Shannon Kiekens

“Exclusively for landlords”

Five things to know

  1. For 20 years, Kiekens worked as a paralegal for Cohen Highley, a prominent law firm that specialized in landlord-only representation.

  2. Kiekens was appointed as an adjudicator on July 30, 2020 by the Ford administration to prepare for the eviction “blitz.” In her bio for the LTB, she left out the fact that she was a landlord-only paralegal for 20 years.

  3. Despite acknowledging a conflict of interest while adjudicating eviction applications from Cohen Highley, her employer of 20 years, Kiekens still issued interim orders.

  4. In response to a statement from a real estate agent that landlords should “all be human … act reasonable and care about each other,” Kiekens responded: “At the end of the day, everybody’s running a business.”

  5. In June 2020, a month before she started her job at the LTB, but likely after she had applied and interviewed, she was writing articles for landlord-side firm Cohen Highley on the fastest way for landlords to get money from struggling tenants.

Shannon Kiekens was appointed to the LTB on July 30, 2020 during the first wave of COVID-19, one day before the eviction moratorium in Ontario was lifted. She was hired in preparation for the LTB’s online COVID-19 eviction “blitz.”

Ad for law firm Cohen Highley’s “exclusively for landlords” services, featuring Shannon Kiekens as one of the firm’s five paralegals.

Ad for law firm Cohen Highley’s “exclusively for landlords” services, featuring Shannon Kiekens as one of the firm’s five paralegals.

LTB adjudicator Shannon Kiekens

LTB adjudicator Shannon Kiekens

Kiekens wrote in her bio for the LTB’s website that she’s a “licensed Paralegal with the Law Society of Ontario.” This is like her saying, “I’m a medical doctor with a medical-school degree.” The Law Society of Ontario states, “You must be licensed by the Law Society of Ontario to work as a paralegal in Ontario.” Maybe she’s using this redundant description to try to hide the fact that she worked for one of the most vocal landlord-side law firms, Cohen Highley, since 2000 (her LSO profile says she’s still employed by Cohen Highley). Cohen Highley is not a huge firm. It only has five lawyers who specialize in Residential Tenancies, and Kiekens was part of that family. Over her 20 years at Cohen Highley, she presented at conferences with her colleagues, lawyers Kristen Ley and Joe Hoffer. Now, as an LTB adjudicator, Ley is coming to Kiekens with eviction applications.

After spending the spring filing eviction applications as a paralegal at Cohen Highley, Keikens was appointed as an adjudicator at the LTB to preside over eviction hearings.

In fact, Kiekens has had to excuse herself from multiple eviction hearings since she started hammering through “L1 express blocks.” On Nov. 23, 2020 while an articling student from Cohen Highley was representing a landlord, Kiekens stated there was a conflict because she was the one who filed the application.
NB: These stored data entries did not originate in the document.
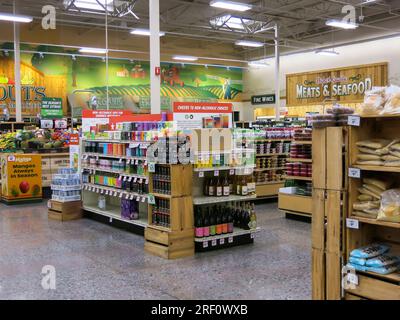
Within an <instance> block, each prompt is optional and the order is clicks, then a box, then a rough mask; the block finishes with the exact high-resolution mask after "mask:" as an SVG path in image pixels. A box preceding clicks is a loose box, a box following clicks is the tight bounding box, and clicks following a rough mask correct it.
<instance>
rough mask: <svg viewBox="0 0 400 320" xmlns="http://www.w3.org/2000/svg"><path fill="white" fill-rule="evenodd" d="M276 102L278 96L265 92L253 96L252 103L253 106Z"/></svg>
mask: <svg viewBox="0 0 400 320" xmlns="http://www.w3.org/2000/svg"><path fill="white" fill-rule="evenodd" d="M275 103H276V96H275V95H274V94H265V95H261V96H252V97H251V104H252V105H253V106H255V105H262V104H275Z"/></svg>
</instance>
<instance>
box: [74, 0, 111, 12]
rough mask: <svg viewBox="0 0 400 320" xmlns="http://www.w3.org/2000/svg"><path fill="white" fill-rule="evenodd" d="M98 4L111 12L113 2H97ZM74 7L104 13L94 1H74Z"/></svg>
mask: <svg viewBox="0 0 400 320" xmlns="http://www.w3.org/2000/svg"><path fill="white" fill-rule="evenodd" d="M99 2H100V3H101V4H102V5H103V6H104V7H106V8H107V11H113V0H99ZM74 5H75V7H77V8H79V9H87V10H96V11H105V10H104V8H103V6H101V5H100V4H99V3H98V2H97V1H96V0H75V2H74Z"/></svg>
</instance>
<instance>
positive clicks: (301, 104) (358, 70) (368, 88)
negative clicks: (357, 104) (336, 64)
mask: <svg viewBox="0 0 400 320" xmlns="http://www.w3.org/2000/svg"><path fill="white" fill-rule="evenodd" d="M387 67H388V66H387V63H381V64H373V65H365V66H355V67H348V68H341V69H332V70H323V71H317V72H307V73H301V74H291V75H287V77H286V86H287V88H286V89H287V105H289V106H290V105H292V106H295V105H310V104H318V103H321V102H323V101H324V100H326V99H335V100H337V101H339V102H347V103H350V102H361V101H363V97H364V94H365V92H366V91H368V90H371V89H372V87H374V86H385V85H386V84H387V81H388V79H387V78H388V76H387Z"/></svg>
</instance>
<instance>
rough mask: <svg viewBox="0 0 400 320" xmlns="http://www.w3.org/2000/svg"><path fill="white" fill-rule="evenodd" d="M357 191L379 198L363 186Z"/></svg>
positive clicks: (366, 194)
mask: <svg viewBox="0 0 400 320" xmlns="http://www.w3.org/2000/svg"><path fill="white" fill-rule="evenodd" d="M358 192H359V193H361V194H366V195H369V196H372V197H373V198H374V199H375V200H380V198H381V197H380V196H377V195H376V194H375V193H374V192H371V191H369V190H367V189H365V188H364V187H362V188H358Z"/></svg>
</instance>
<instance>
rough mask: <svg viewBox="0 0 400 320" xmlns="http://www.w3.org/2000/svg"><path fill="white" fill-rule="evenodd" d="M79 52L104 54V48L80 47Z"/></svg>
mask: <svg viewBox="0 0 400 320" xmlns="http://www.w3.org/2000/svg"><path fill="white" fill-rule="evenodd" d="M79 52H81V53H94V54H106V53H107V50H106V49H101V48H80V49H79Z"/></svg>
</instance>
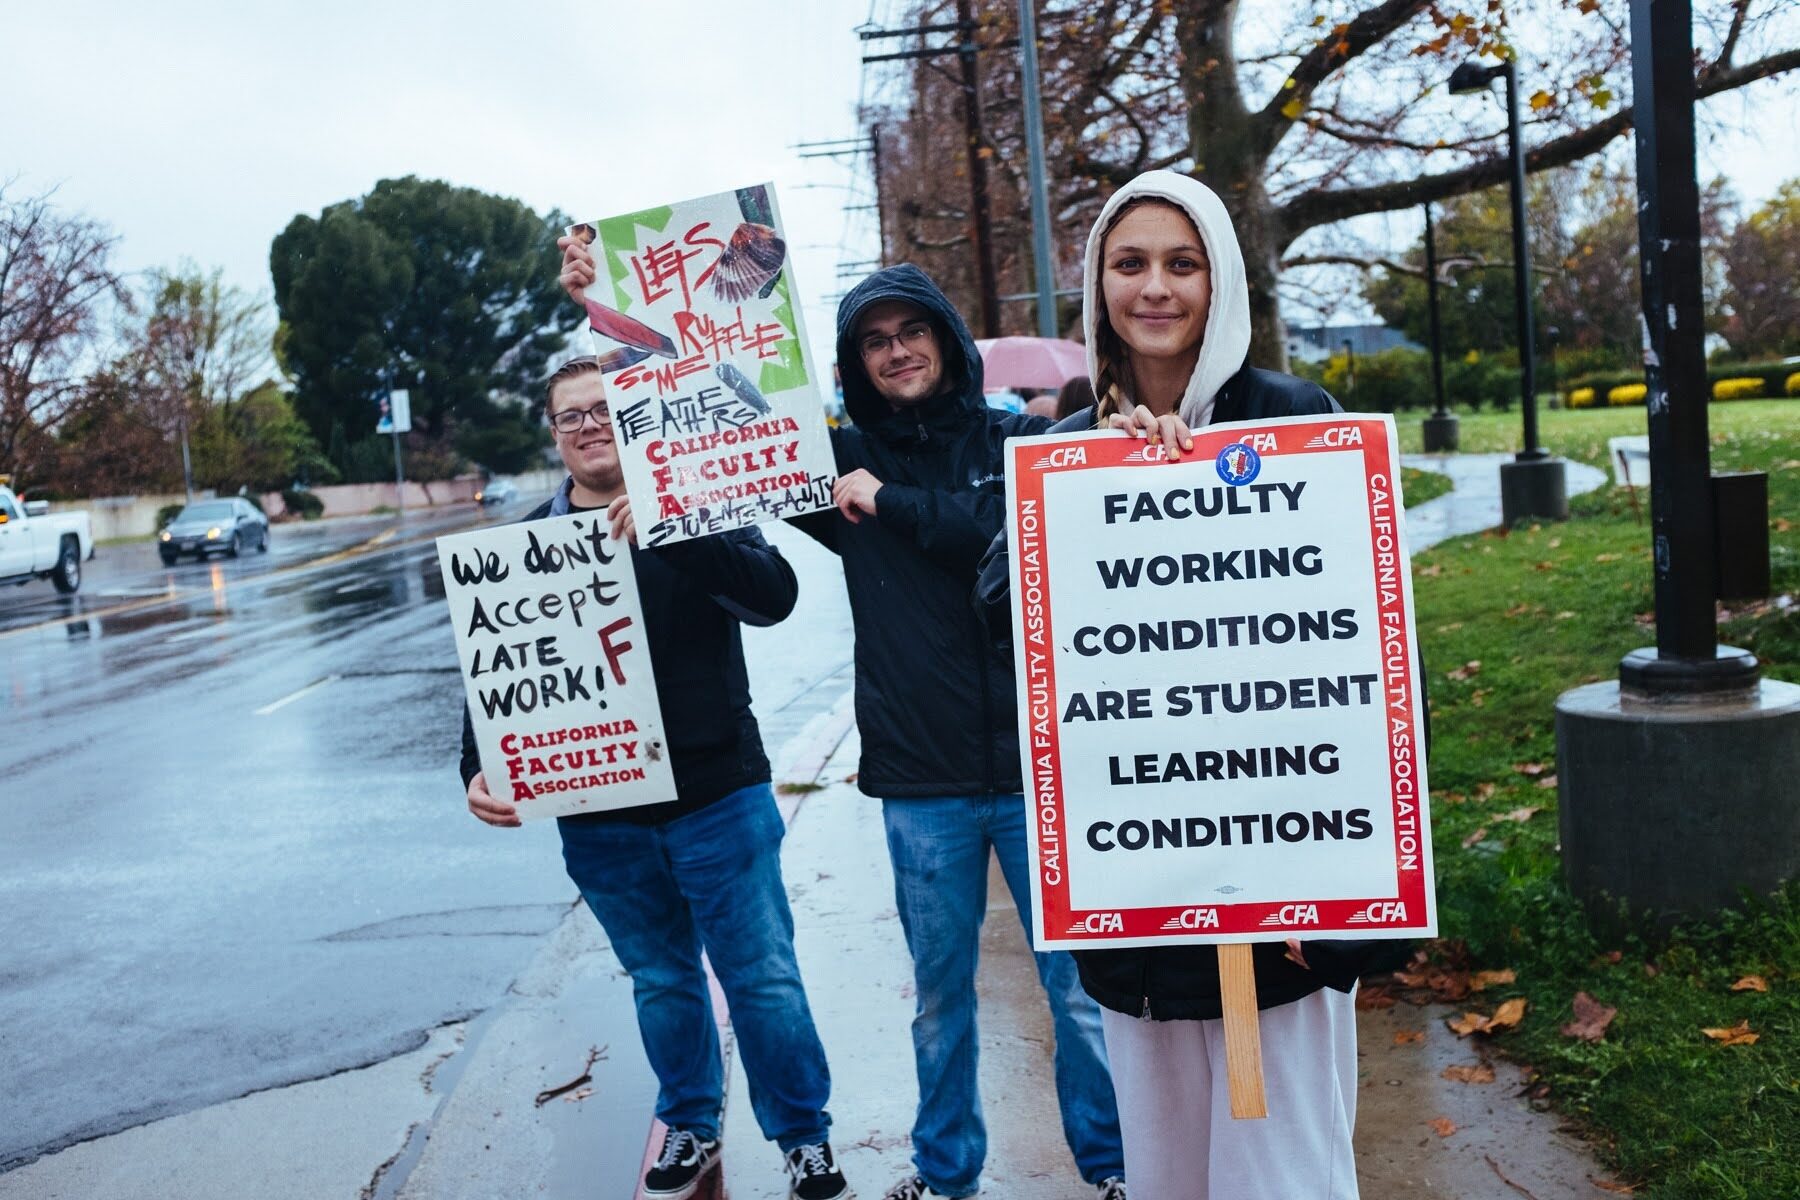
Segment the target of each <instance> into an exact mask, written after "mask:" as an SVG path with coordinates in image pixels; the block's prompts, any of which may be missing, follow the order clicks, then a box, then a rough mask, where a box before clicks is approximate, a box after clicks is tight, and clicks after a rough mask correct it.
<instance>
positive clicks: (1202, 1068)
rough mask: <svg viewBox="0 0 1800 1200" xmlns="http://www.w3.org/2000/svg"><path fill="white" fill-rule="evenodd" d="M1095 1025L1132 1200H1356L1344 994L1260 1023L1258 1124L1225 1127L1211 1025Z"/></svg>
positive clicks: (1354, 1170) (1224, 1103)
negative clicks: (1264, 1092)
mask: <svg viewBox="0 0 1800 1200" xmlns="http://www.w3.org/2000/svg"><path fill="white" fill-rule="evenodd" d="M1100 1015H1102V1020H1103V1029H1105V1038H1107V1060H1109V1061H1111V1063H1112V1090H1114V1092H1116V1094H1118V1101H1120V1130H1121V1133H1123V1135H1125V1180H1127V1182H1129V1184H1130V1195H1132V1200H1357V1186H1355V1155H1354V1151H1352V1148H1350V1132H1352V1128H1354V1126H1355V1076H1357V1069H1355V999H1354V993H1350V995H1345V993H1343V991H1332V990H1330V988H1323V990H1319V991H1314V993H1312V995H1309V997H1305V999H1300V1000H1294V1002H1292V1004H1283V1006H1280V1007H1271V1009H1264V1011H1262V1013H1260V1018H1262V1074H1264V1092H1265V1096H1267V1099H1269V1115H1267V1117H1264V1119H1260V1121H1233V1119H1231V1099H1229V1092H1228V1090H1226V1031H1224V1022H1222V1020H1138V1018H1132V1016H1125V1015H1123V1013H1114V1011H1111V1009H1100Z"/></svg>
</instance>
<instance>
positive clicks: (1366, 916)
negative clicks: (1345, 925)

Two days later, adjudicator Shannon Kiekens was presiding over a virtual hearing between Pinedale Properties and a member of the East York 50, a largely immigrant, working-class tenants’ union. The lawyer for the landlord, Pinedale Properties, was Kristin Ley, who works at Cohen Highley. Kiekens admitted to having a conflict-of-interest as she herself was the paralegal that filed for the eviction application on the landlord’s behalf months earlier, when she was working at Cohen Highley. Despite acknowledging the conflict-of-interest, she issued an interim order that weakened the legal position of a tenant facing eviction after losing his job during the first wave of the COVID-19 pandemic.

 

In an interview with a real estate organization on March 31, 2020, four months before Kiekens became an adjudicator, the host brought up tenant rent arrears due to the pandemic and said, “Landlord or tenant, let’s all be human. We need to act reasonable and care about each other.” Kieken’s response revealed how she really feels about the dignity and humanity of tenants. She said, “At the end of the day, everybody’s running a business.”

In June 2020, Keikens wrote articles at Cohen Highley to advise landlords on the quickest methods for how to collect rent arrears during the eviction moratorium. Keikens’ writes: “Landlords have been hard hit by the Province’s moratorium on evictions and are struggling to find ways to mitigate the losses resulting from that moratorium.” She recommended pursuing for arrears only, rather than arrears and an eviction, citing her own cases heard during the eviction moratorium that set out “important principles applied by the LTB when it comes to tenants using COVID-19 as an excuse for breaking a lease or refusing to pay rent.”

Despite raising the possible conflict, Kiekens asked the lawyers whether they wanted her to issue an interim order, which is a temporary order usually put in place until a case can be fully heard.